I've been asked to prove this theorem using the following three facts:
- $N \triangleleft G$ and $K \leq G/N$ then $\pi^{-1}(K) \triangleleft G \iff K \triangleleft G/N$
- $N \triangleleft G$ and $N \leq H \leq G \implies H = \pi^{-1}\pi(H)$
- Since $\pi$ is surjective, $K \subseteq G/N \implies K = \pi\pi^{-1}(K)$
Firstly, I want to prove that the map $H \rightarrow \pi(H)$ is bijective. Using $2$, I have that $H = \pi^{-1}\pi(H)$ which means that $\pi^{-1}$ is surjective when its pre-image is restricted to $\pi(H)$. in particular this means that the map $\pi(H) \rightarrow H$ is surjective, which is equivalent to $H \rightarrow \pi(H)$ being injective.

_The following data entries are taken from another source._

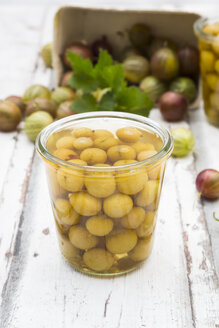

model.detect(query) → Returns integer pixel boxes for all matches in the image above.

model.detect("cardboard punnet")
[53,6,201,108]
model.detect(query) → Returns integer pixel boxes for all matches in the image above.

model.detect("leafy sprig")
[67,49,153,116]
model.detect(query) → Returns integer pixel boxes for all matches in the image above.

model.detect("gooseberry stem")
[213,212,219,221]
[193,149,199,155]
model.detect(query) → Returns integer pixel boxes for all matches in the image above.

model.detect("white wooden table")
[0,4,219,328]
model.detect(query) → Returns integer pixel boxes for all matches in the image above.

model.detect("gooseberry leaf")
[99,91,117,111]
[101,65,125,92]
[94,50,113,73]
[66,49,153,116]
[70,94,98,113]
[69,73,99,93]
[67,51,93,75]
[116,86,154,116]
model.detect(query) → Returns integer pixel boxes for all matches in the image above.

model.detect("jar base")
[60,250,149,277]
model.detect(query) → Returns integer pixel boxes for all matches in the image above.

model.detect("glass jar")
[194,17,219,127]
[36,112,173,277]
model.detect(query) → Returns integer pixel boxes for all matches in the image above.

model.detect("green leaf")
[92,50,117,90]
[70,94,98,114]
[94,49,113,73]
[66,49,153,116]
[67,51,93,75]
[69,73,99,93]
[102,65,125,92]
[67,52,98,93]
[99,91,116,111]
[116,86,154,116]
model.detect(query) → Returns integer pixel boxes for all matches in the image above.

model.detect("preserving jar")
[194,17,219,127]
[36,112,173,276]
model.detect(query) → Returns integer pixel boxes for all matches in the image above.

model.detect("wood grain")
[0,4,218,328]
[0,5,55,310]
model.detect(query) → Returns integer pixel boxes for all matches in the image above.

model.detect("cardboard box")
[53,6,201,109]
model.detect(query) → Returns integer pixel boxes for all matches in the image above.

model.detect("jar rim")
[35,111,173,171]
[194,16,219,42]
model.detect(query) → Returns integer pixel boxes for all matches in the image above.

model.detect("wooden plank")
[0,155,194,328]
[189,108,219,276]
[0,5,50,199]
[151,109,219,328]
[0,3,218,328]
[3,108,219,328]
[173,154,219,327]
[0,5,56,307]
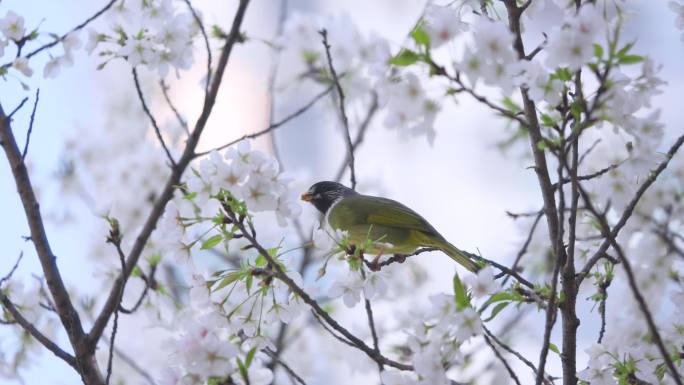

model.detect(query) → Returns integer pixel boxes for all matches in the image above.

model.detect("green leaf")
[201,234,223,250]
[618,55,644,64]
[147,253,161,267]
[237,358,248,384]
[453,272,470,310]
[502,97,521,113]
[536,140,547,151]
[389,49,420,67]
[554,68,572,82]
[540,114,556,127]
[549,343,560,355]
[245,347,257,367]
[483,301,509,322]
[213,272,242,292]
[302,50,320,65]
[246,273,253,293]
[255,255,267,267]
[616,42,635,58]
[410,26,431,47]
[593,43,604,59]
[131,266,142,278]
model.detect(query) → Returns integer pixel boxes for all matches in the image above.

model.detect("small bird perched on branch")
[301,181,480,272]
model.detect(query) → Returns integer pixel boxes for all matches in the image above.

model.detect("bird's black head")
[301,181,356,214]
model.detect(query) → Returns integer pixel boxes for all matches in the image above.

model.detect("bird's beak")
[300,192,313,202]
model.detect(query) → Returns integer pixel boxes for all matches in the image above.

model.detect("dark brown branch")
[88,0,252,350]
[319,29,356,190]
[22,88,39,160]
[194,84,333,158]
[132,68,176,167]
[0,293,77,368]
[501,2,568,384]
[0,103,102,384]
[1,0,118,69]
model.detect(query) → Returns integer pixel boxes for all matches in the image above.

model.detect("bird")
[300,181,480,272]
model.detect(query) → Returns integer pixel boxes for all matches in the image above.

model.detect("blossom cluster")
[87,0,198,77]
[0,10,82,79]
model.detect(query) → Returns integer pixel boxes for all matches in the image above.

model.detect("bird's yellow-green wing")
[328,195,441,237]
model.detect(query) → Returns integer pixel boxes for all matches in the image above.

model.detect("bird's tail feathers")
[440,242,481,273]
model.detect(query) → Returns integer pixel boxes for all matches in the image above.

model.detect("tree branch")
[0,293,77,368]
[88,0,252,350]
[0,103,103,384]
[319,29,356,190]
[131,68,176,167]
[22,88,39,160]
[223,208,413,371]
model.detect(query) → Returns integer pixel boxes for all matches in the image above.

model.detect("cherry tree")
[1,1,683,385]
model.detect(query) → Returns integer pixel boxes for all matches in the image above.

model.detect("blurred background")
[1,0,682,384]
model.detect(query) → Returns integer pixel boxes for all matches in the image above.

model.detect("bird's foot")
[393,253,408,263]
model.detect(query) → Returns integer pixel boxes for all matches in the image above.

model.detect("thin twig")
[131,67,176,167]
[1,0,118,69]
[310,310,356,348]
[319,29,356,190]
[105,225,127,385]
[101,334,158,385]
[264,348,307,385]
[502,210,543,286]
[483,334,522,385]
[333,93,378,182]
[22,89,39,160]
[194,85,333,158]
[182,0,212,94]
[482,325,552,385]
[0,252,23,287]
[159,80,189,134]
[596,276,611,344]
[7,97,29,120]
[360,268,383,373]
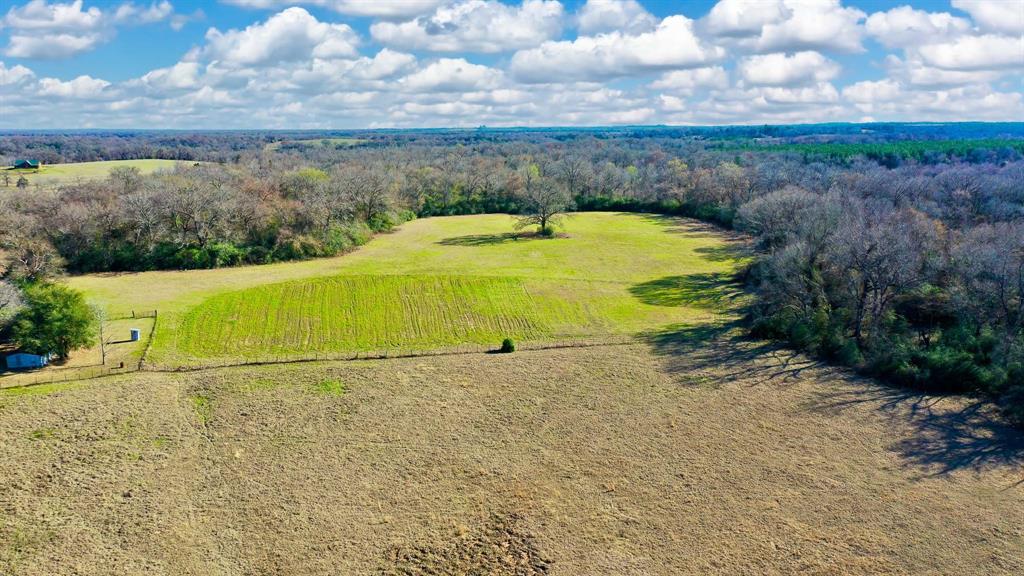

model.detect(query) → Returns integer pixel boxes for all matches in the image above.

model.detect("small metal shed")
[5,352,51,370]
[130,328,141,342]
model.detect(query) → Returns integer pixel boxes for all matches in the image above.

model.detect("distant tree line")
[0,129,1021,424]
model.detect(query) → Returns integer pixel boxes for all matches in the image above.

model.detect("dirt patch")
[382,513,550,575]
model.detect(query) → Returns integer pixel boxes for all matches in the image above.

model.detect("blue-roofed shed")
[5,352,51,370]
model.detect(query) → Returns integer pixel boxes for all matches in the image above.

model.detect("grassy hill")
[69,213,750,367]
[3,159,183,188]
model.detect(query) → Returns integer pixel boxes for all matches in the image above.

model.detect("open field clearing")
[265,137,367,151]
[67,213,748,366]
[3,159,182,188]
[1,336,1020,575]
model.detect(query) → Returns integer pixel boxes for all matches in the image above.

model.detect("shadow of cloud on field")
[630,272,746,310]
[808,386,1024,477]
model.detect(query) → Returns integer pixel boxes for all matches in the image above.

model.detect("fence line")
[109,309,158,321]
[0,364,137,390]
[138,310,159,370]
[0,309,159,391]
[144,335,639,373]
[1,333,637,390]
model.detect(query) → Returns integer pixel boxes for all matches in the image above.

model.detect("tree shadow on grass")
[807,386,1024,477]
[638,213,746,240]
[694,244,751,262]
[630,272,746,310]
[642,321,820,386]
[437,231,562,247]
[643,321,1024,477]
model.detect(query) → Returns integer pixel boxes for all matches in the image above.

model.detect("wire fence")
[137,311,159,370]
[146,335,639,373]
[0,309,159,391]
[1,330,637,390]
[0,363,137,390]
[110,309,158,321]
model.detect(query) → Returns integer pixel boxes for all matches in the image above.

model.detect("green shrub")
[341,221,372,246]
[1001,382,1024,426]
[206,243,245,267]
[368,212,399,232]
[499,338,516,353]
[245,245,271,264]
[273,236,323,261]
[11,282,96,359]
[324,224,355,254]
[175,247,211,270]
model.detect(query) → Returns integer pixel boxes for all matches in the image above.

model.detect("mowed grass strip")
[176,275,576,357]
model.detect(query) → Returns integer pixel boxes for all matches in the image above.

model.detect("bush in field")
[500,338,516,353]
[11,282,96,358]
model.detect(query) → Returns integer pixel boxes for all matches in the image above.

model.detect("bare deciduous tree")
[514,164,570,235]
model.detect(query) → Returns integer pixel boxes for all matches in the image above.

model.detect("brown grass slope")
[1,334,1021,575]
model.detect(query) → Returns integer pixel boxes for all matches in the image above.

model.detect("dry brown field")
[2,330,1020,575]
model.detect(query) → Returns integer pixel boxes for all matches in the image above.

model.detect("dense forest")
[1,125,1022,424]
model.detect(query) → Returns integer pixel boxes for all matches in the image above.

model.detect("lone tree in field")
[515,163,570,236]
[11,282,96,359]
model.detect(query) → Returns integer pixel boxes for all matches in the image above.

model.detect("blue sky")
[0,0,1021,128]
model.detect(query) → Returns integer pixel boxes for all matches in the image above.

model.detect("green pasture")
[265,137,367,151]
[2,159,182,188]
[68,213,750,365]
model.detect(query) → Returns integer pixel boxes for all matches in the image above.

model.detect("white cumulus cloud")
[704,0,866,53]
[114,1,174,25]
[371,0,564,53]
[577,0,656,35]
[399,57,503,92]
[952,0,1024,34]
[649,66,729,92]
[38,74,111,98]
[139,61,202,91]
[865,5,971,48]
[222,0,446,18]
[738,51,840,86]
[1,0,179,58]
[2,0,1022,128]
[198,7,359,67]
[0,60,36,85]
[510,14,724,83]
[917,34,1024,71]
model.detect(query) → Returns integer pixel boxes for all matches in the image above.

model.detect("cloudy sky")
[0,0,1022,128]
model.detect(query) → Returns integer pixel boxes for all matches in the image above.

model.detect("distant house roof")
[12,159,40,169]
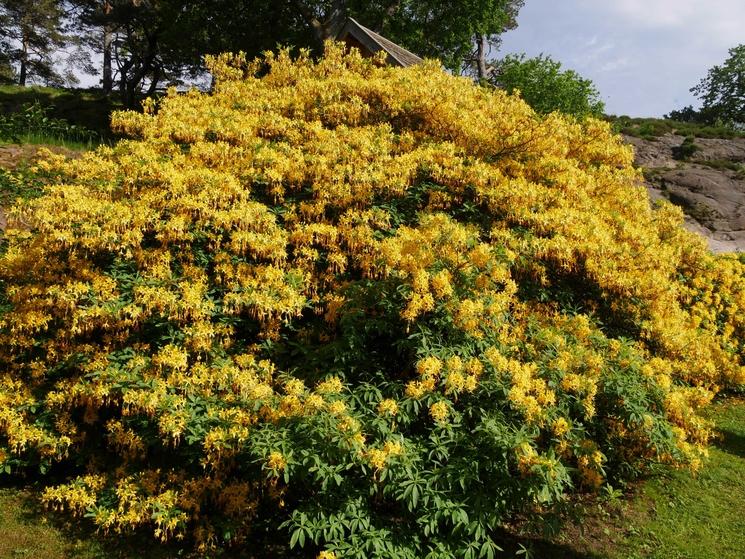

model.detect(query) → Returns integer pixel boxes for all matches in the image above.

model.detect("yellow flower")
[405,380,427,400]
[284,379,306,396]
[327,400,347,416]
[430,270,453,298]
[316,376,344,395]
[377,398,399,416]
[416,356,443,379]
[267,451,286,472]
[552,417,570,438]
[429,401,449,424]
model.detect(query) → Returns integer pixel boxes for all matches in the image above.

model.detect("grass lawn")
[0,397,743,558]
[606,396,745,559]
[529,395,745,559]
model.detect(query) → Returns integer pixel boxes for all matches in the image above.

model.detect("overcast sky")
[497,0,745,117]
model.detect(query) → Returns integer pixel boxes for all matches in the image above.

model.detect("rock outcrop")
[626,133,745,253]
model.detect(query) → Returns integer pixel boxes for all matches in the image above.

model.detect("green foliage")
[3,399,743,558]
[672,136,699,160]
[0,165,47,205]
[69,0,525,106]
[0,84,118,136]
[491,53,605,119]
[608,115,745,140]
[691,44,745,127]
[664,105,703,123]
[692,159,745,180]
[0,53,16,84]
[0,100,100,145]
[0,0,73,86]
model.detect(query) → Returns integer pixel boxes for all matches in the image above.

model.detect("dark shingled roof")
[336,17,423,68]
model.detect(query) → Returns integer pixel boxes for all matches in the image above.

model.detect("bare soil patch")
[0,144,78,170]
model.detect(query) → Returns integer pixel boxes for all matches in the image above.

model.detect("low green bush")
[672,136,700,160]
[608,116,745,140]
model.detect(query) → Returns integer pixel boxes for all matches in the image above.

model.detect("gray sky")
[498,0,745,117]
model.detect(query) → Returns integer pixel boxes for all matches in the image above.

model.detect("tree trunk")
[121,31,159,109]
[294,0,347,44]
[118,58,134,104]
[102,1,113,95]
[19,31,29,86]
[476,34,488,80]
[146,66,160,97]
[103,26,113,95]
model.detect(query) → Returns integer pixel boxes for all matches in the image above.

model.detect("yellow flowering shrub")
[1,43,744,557]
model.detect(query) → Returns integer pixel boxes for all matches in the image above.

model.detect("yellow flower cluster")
[377,398,399,417]
[365,440,404,471]
[267,451,287,473]
[429,401,450,424]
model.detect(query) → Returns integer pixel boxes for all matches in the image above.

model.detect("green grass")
[610,396,745,559]
[0,484,187,559]
[0,134,99,152]
[691,159,745,180]
[0,485,109,559]
[0,85,118,138]
[0,166,48,207]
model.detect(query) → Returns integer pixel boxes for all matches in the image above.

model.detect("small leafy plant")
[672,136,700,160]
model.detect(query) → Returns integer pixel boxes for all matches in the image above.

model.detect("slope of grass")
[612,396,745,559]
[0,85,118,138]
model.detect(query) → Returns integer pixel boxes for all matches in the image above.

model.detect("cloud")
[499,0,744,116]
[602,0,698,27]
[599,57,631,73]
[598,0,745,46]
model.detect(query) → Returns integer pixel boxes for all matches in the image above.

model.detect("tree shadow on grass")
[1,480,185,559]
[493,527,610,559]
[716,428,745,459]
[3,480,299,559]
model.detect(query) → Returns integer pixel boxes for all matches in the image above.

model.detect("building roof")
[336,17,423,68]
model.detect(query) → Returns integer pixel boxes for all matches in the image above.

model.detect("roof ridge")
[338,17,422,68]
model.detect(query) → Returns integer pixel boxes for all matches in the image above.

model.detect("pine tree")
[0,0,70,86]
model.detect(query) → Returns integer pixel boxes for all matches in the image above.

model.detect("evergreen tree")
[0,0,70,86]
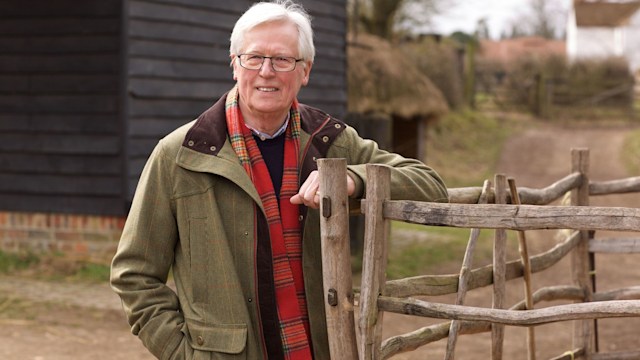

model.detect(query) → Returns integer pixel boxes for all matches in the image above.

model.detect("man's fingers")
[290,194,303,204]
[290,171,355,209]
[290,171,320,208]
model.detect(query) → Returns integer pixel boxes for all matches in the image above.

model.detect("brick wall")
[0,211,125,264]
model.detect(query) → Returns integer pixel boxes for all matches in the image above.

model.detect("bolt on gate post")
[318,158,359,359]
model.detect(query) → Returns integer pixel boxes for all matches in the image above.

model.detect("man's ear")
[230,55,238,80]
[302,61,313,86]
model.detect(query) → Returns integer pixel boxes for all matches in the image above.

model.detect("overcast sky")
[427,0,572,39]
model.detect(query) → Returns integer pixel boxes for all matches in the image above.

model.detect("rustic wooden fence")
[482,74,637,120]
[317,148,640,360]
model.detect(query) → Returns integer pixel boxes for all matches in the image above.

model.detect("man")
[110,1,448,359]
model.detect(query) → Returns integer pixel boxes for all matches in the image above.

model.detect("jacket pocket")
[185,318,247,360]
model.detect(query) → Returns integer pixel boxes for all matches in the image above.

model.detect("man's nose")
[259,58,276,76]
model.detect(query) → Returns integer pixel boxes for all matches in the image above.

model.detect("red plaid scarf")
[225,86,312,359]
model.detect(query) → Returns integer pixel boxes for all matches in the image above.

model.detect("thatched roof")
[347,33,448,120]
[575,1,640,27]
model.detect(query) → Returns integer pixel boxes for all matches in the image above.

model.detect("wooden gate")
[318,148,640,359]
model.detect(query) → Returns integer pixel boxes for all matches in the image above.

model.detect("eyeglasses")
[236,54,303,72]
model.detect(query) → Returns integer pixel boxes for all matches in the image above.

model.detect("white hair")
[229,0,315,63]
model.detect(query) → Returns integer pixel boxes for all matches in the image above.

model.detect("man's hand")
[290,170,355,209]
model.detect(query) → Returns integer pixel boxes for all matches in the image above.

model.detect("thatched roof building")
[347,33,448,120]
[346,33,448,162]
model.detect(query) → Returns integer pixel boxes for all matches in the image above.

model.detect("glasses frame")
[236,54,304,72]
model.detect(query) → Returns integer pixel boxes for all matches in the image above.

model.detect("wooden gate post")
[318,158,359,360]
[492,174,508,360]
[358,164,391,360]
[571,148,594,358]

As for surjection, the map $H \rightarrow \pi(H)$ is clearly surjective by the construction of the map.
Now using $1$, if $K \triangleleft G/N \iff \pi^{-1}(K) \triangleleft G$. Therefore Normal subgroups "match".
I haven't used $3$, so I've definitely done something wrong. I would appreciate some help on where I'm going wrong.
Best Answer
I think I found the answer, so I'll post it here.
Firstly I'd like to prove that the map $\phi :H \rightarrow\pi(H)$ is bijective, where $\pi$ is the map $G \rightarrow G/N$. This $\phi$ bijectively maps subgroups of $G$ containing $N$ to subgroups of $G/N$.
Injective: $\phi(H_1) = \phi(H_2) \implies \pi(H_1) = \pi(H_2) \implies \pi^{-1}\pi(H_1) = \pi^{-1}\pi(H_2)$. Now by applying $2$ to each side of this equality, I have that $H_1 = H_2$.
Surjective: Take $A/N \leq G/N$. By $3$ I have that $\pi\pi^{-1}(A/N) = A/N$.
Furthermore, $A/N \leq G/N \implies N \triangleleft A \leq G$. Therefore $\pi^{-1}(A/N) = A$ which is a subgroup of $G$ containing $N$. so $\phi(A) = \pi(A) = A/N$. Therefore the map is also surjective.
Finally, I want to show that normal subgroups in this map "match" with each other. This immediately follows from $1$.